High Level Overview

This is intended to be a high-level documentation of how the code is structured. Whenever possible, UML is used. Some of the standards applied in this documentation can be found here.

Workflow

The usual workflow of using the Lifetimes library is exemplified in the Quickstart page. It can also be represented through the following fluxogram:

https://i.imgur.com/oV2KpQG.pngBasic Workflow

Notice that the right-most branch of the fluxogram actually refers to monetary value modeling.

Fitters

The core fitter is the BaseFitter class is inside the __init__.py, which serves as a superclass for most of the the other fitters. So far, only the ModifiedBetaGeoFitter is set on a higher layer, inheriting from the BetaGeoFitter. The following image shows the simplified interaction of the main fitter classes.

https://i.imgur.com/RRF6ezC.pngSimplified Fitters Fluxograms

Below is a more detailed fluxogram of the classes. The arrows with the empty arrowheads symbolize inheritance. If the image is too small, you can find the source here.

https://i.imgur.com/ZPHg36q.pngComplete UML Fluxogram

Graphs

Graphs are plotted with functions coming from the plotting.py file. The main functions are cited below, alongside a brief description of how they are created.

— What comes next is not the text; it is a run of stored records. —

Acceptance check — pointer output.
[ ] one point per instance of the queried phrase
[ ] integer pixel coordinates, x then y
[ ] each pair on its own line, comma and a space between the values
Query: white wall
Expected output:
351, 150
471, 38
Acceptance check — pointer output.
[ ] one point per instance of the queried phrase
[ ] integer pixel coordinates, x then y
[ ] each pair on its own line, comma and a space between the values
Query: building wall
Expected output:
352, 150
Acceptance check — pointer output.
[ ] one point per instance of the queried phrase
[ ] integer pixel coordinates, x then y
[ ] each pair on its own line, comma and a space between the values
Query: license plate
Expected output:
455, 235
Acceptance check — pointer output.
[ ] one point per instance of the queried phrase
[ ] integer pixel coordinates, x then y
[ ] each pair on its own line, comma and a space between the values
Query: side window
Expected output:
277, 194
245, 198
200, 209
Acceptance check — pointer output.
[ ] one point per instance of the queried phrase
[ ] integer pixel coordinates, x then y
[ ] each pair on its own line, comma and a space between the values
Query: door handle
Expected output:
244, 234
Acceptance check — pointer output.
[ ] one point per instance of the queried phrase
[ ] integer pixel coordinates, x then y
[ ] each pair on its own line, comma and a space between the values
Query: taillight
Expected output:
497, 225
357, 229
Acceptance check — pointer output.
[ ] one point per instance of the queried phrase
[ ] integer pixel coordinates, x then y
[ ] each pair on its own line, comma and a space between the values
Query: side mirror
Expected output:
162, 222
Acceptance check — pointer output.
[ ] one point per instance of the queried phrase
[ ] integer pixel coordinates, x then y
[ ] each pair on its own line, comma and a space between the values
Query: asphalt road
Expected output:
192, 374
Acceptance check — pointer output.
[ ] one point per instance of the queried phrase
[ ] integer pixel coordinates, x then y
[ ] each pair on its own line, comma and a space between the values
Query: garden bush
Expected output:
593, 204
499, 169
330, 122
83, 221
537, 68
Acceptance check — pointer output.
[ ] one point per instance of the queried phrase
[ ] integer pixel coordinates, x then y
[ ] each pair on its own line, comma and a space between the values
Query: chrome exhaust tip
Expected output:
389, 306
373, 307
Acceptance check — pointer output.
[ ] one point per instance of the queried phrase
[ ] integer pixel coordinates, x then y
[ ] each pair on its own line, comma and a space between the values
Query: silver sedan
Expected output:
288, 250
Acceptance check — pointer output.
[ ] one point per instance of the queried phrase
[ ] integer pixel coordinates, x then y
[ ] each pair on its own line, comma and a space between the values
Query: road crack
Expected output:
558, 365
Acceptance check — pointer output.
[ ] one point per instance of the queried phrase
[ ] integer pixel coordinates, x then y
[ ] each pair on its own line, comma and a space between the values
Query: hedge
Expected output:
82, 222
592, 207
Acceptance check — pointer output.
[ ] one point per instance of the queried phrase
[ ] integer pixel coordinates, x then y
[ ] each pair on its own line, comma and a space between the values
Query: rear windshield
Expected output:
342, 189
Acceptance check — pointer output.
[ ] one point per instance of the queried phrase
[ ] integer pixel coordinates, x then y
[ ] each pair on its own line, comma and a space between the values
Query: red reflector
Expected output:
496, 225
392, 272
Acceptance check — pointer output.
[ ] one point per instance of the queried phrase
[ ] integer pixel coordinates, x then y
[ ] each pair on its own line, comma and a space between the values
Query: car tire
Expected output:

https://i.imgur.com/hbmsPQk.pngplotting.py functions

  • plot_period_transactions : aggregation on how many purchases each customer has made in the calibration period.
  • plot_calibration_purchases_vs_holdout_purchases : aggregation over the conditional expected number of purchases.
  • plot_frequency_recency_matrix : conditional expected number of purchases.
  • plot_probability_alive_matrix : conditional probability of the customer being alive.
  • plot_expected_repeat_purchases : expected number of purchases.
  • plot_history_alive : resampling with the model with the specific parameters of the customer, using the calculate_alive_path from the utils.py file.
  • plot_cumulative_transactions : plot coming from the expected_cumulative_transactions function.
  • plot_incremental_transactions : decumulative sum over the expected_cumulative_transactions function.
  • plot_transaction_rate_heterogeneity : Gamma Distribution Histogram.
  • plot_dropout_rate_heterogeneity : Beta Distribution Histogram.

The utils.py File

In the utils.py file we can find some useful functions that are used inside the library and/or can be accessed by the end-user. Some of them are listed below:

  • calibration_and_holdout_data : RFM data separated into calibration and holdout.
  • _find_first_transactions : DataFrame with the first transactions.
  • summary_data_from_transaction_data : RFM model for each customer coming from the transactional data.
  • calculate_alive_path : alive path (history) of a specified customer based on the fitted model.
  • expected_cumulative_transactions : expected and actual repeated cumulative transactions.